Participatory Thinking
I have recently read a book entitled Participation in God by our own Diana Luck’s step-son Thomas. I appreciated it and commend it to you. The theme of participation has been important in theology: for example John Zizioulas developed an ontology around it, and the Finish Lutherans used it to find a détente between catholic and evangelical. It is easy to see how a careless use of the concept could end up compromising the doctrine of grace, and this in turn would have an ill-effect on preaching. Here Luck’s work is helpful in the way that it bridges biblical, theological, and practical.
The eminent anthropologist Clifford Geertz famously used the term ‘thick description,’ and here is what he meant by it. While philosophical terms move in generalities, understanding a phenomenon in its particularity requires adding layer upon layer of historical, physical, social, and philosophical description. We might compare understanding to the old overhead projectors with multiple transparencies. Thus one builds up a picture of something located in place, time, and culture. What if we were to think about the word ‘participation’ in this way? (For this is what Luck’s book implicitly offers).

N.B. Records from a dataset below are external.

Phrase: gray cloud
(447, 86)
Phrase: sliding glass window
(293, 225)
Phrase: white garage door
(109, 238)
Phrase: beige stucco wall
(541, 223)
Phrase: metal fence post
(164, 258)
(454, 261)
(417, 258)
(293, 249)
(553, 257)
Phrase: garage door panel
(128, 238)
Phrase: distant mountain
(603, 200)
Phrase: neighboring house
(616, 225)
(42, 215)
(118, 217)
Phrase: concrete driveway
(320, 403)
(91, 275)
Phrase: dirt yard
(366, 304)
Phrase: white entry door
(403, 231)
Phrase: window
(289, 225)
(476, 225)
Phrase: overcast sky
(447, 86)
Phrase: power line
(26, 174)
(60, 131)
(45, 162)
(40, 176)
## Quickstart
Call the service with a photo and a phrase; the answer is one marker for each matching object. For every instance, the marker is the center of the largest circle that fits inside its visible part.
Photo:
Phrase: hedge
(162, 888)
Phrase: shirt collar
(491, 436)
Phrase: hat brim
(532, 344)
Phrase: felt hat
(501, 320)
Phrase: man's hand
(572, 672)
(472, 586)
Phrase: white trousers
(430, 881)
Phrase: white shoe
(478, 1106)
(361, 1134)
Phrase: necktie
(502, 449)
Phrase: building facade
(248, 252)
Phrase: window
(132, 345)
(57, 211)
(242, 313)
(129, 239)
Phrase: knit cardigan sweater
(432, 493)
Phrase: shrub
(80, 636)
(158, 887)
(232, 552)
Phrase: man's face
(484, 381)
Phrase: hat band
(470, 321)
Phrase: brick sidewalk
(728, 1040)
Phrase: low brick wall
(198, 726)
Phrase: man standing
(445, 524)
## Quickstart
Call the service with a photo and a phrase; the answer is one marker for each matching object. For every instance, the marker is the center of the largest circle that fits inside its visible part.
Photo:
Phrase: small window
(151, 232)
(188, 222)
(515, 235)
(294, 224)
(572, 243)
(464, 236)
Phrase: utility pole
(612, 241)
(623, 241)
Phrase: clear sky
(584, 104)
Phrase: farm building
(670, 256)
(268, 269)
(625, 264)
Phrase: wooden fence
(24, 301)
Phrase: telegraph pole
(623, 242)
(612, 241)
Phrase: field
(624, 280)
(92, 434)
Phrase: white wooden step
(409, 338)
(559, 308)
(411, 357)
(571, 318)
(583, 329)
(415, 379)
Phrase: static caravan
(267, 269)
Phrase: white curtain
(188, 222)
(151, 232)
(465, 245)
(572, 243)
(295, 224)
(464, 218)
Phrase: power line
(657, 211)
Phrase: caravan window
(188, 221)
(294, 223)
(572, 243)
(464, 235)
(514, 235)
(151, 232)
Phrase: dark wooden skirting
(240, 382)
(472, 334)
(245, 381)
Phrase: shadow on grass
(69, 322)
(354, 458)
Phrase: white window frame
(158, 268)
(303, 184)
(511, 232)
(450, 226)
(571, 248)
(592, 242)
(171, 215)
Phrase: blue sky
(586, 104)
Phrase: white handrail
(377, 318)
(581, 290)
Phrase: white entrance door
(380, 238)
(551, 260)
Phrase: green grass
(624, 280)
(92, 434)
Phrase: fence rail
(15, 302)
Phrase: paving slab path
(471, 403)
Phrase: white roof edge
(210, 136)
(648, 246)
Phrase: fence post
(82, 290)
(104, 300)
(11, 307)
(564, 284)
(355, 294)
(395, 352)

In this book, the overlays offering a thick description of ‘participation’ are richly varied. First the Jewish philosopher Joseph S. guides us, with a complex reading of the figure of Adam in Genesis. He differentiates ‘first’ Adam as the being gifted with insight and will, ‘a little lower than the angels,’ from ‘second’ Adam, a creature of the earth who gives and receives mercy. This tension within the ‘image of God’ is within Adam prior to the fall, though ‘sublapsarian’ Adam has yet another tension. For this reason, already from creation the form of participation for Adam the creature is obedience
The second vector on participation, guided by the New Testament witness, is table fellowship. This reaches back to the Passover tradition, through Jesus’ own table fellowship, to include the Last Supper and His atoning death it interpreted, and on to the Eucharist in the early Church. Here too participation has a complex, particular, and multi-valent meaning. Here too meaning moves ‘thickly’ from the specific to general, from Christology to ecclesiology. The third overlay, with perhaps a more uneasy fit with what has preceded, is participation as found in contemporary writings about social and systemic change. “Participation’ is not one thing but many, including distance, struggle, private emotion and public action, stasis and disruption. “Participation’ has seasons and its own variety of plot-lines. Here too we need to ‘take captive’ these secular categories and insights for Christ, and in this task what has preceded in the book can be our help in developing a practical and pastoral theology for parish life.